Rétrospective

Linder - En panne d’inspiration

Par Frédéric Bonnet · Le Journal des Arts

Le 26 février 2013 - 785 mots

Pourtant vigoureux, le travail de Linder présenté au Musée d’art moderne de la ville de Paris ne parvient plus à dépasser le stade de son énergie fondatrice.

PARIS - Arpenter les salles circulaires de l’ARC à l’étage du Musée d’art moderne de la Ville de Paris, où est présentée une rétrospective consacrée à Linder, finit par éveiller la fâcheuse sensation de tourner en rond, à l’instar d’un disque rayé. L’analogie musicale est aisée avec qui a fait ses débuts à Manchester, dans une Angleterre en pleine dépression industrielle, et dès 1976 embrasse la vague punk et la révolte qui l’accompagne, fondant deux ans plus tard son propre groupe, Ludus.

En 1982, l’artiste se livra à un concert mémorable apparaissant vêtue d’une robe faite de viande et pattes de poulet. La trajectoire féministe et contestataire prend, en 1977, le visage d’un fer à repasser, avec une hybridation stupéfiante devenue iconique et fondatrice d’une démarche qui va s’ingénier à démonter par l’image tout ce que la domination masculine impose aux femmes de comportements, d’usages ou de paraître codifiés : une femme en plein déhanchement, les bras levés, s’offre sur la pochette de l’album Orgasm Addict du groupe Buzzcocks avec les seins ornés de bouches largement ouvertes et la tête remplacée par… un fer à repasser donc.

Ainsi va Linder – Linda Mulvey de son vrai nom – qui, après avoir laissé traîner son objectif dans un club de travestis mancunien pour en rapporter une série de clichés témoignant plus de liberté que d’exubérance (We are the kind of people who know the value of time, 1976-1977), se lance dans le collage au scalpel.
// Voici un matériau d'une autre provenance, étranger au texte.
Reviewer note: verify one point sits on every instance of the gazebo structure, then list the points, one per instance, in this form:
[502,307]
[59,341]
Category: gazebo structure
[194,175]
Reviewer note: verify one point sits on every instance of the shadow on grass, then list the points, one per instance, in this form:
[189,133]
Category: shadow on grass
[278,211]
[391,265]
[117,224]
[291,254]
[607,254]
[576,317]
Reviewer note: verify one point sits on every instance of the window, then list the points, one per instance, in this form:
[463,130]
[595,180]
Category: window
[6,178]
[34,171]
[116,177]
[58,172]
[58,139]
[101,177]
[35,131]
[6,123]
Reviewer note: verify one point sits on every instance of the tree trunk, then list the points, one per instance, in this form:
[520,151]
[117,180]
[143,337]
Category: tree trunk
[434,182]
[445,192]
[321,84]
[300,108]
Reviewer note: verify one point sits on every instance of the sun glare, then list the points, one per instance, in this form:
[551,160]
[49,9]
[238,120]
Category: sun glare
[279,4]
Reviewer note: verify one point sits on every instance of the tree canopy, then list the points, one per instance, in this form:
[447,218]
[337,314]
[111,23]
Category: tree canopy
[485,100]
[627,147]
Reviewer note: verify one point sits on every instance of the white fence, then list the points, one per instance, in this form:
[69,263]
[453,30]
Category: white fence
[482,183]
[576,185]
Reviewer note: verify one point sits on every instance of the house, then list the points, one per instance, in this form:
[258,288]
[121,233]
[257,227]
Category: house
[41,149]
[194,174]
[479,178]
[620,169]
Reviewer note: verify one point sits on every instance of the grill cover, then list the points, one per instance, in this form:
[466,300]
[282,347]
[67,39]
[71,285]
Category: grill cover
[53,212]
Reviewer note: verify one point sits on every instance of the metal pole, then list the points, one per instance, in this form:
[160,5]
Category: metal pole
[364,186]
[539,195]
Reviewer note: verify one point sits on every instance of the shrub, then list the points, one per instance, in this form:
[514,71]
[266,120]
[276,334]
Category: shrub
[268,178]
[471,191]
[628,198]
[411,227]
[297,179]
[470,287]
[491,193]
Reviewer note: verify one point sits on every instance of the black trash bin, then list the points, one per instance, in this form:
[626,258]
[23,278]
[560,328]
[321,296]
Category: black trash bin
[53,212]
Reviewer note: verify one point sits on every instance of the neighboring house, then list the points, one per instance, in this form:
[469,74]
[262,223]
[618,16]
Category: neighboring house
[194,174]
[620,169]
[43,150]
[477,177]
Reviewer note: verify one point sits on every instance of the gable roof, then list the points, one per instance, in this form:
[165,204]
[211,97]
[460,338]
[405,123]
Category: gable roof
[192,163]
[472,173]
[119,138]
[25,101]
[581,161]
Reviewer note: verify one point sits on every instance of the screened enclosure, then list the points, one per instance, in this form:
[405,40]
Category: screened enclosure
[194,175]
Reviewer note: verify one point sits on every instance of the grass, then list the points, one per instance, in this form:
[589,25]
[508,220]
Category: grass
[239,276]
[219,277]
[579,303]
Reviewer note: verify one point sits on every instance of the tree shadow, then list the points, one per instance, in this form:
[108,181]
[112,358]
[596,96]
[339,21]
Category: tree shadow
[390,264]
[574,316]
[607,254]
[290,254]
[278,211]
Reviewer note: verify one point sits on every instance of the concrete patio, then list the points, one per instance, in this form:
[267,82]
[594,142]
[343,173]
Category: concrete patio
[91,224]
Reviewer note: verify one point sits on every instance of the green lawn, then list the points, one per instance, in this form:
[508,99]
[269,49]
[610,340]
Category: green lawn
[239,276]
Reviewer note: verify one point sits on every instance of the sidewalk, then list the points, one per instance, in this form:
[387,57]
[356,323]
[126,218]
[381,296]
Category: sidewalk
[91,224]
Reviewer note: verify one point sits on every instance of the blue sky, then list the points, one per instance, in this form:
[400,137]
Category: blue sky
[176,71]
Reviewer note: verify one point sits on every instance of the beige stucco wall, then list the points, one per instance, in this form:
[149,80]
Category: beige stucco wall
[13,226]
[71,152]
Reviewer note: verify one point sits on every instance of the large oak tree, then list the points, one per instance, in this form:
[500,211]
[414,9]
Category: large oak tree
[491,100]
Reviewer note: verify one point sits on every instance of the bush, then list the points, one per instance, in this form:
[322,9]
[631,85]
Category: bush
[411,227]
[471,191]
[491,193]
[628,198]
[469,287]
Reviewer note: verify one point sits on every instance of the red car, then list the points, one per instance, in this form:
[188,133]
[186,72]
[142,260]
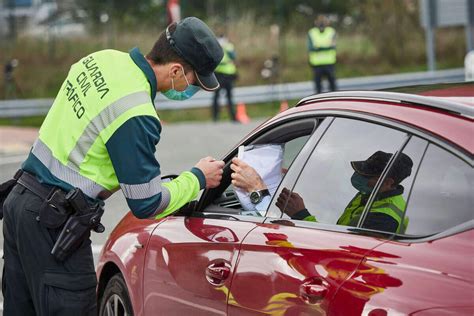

Avec un principe simple : deux piles de magazines, pour hommes d’un côté, féminins de l’autre, où elle découpe puis assemble des motifs qui, avec un sens certain de la composition et du symbole, pointent sans détours l’aliénation féminine au quotidien, à travers la sexualité ou les taches ménagères notamment. Ces images sont très efficaces. Ainsi ce couple dénudé qui, jouant avec les attributs l’un de l’autre, se saisit respectivement d’un aspirateur et d’un boîtier électronique tandis que leurs têtes sont remplacées par des téléviseurs : vous avez dit aliénation ? Ces « accouplements » – tels que les définit l’artiste – visiblement incongrus, mais socialement révélateurs, s’enchaînent à force d’électroménager, de fleurs ou de gâteaux apposés ici et là et plaçant finalement le corps féminin dans une autre forme d’adversité tout en insistant sur un brouillage généralisé des identités. Ces préoccupations trouvent d’autres débouchés, notamment dans une série d’étranges masques confectionnés en 1977 avec de la lingerie et mélangeant des attributs féminins et masculins.

Un esprit qui s’essouffle
L’ennui est que cette énergie rapidement tourne en rond et que jamais ne se renouvelle vraiment ni le propos ni l’aspect visuel de l’œuvre de Linder qui, évolution technologique oblige, abandonne finalement le collage-papier pour le montage Photoshop et le tirage numérique. Mais s’intéresser récemment à la pornographie « gay » ou à l’imagerie homo-érotique ne change pas grand-chose au fond de la démonstration initiale ; non plus que de travailler sur des photos zoophiles, avec notamment une série de clichés où des serpents sont utilisés comme accessoires sexuels.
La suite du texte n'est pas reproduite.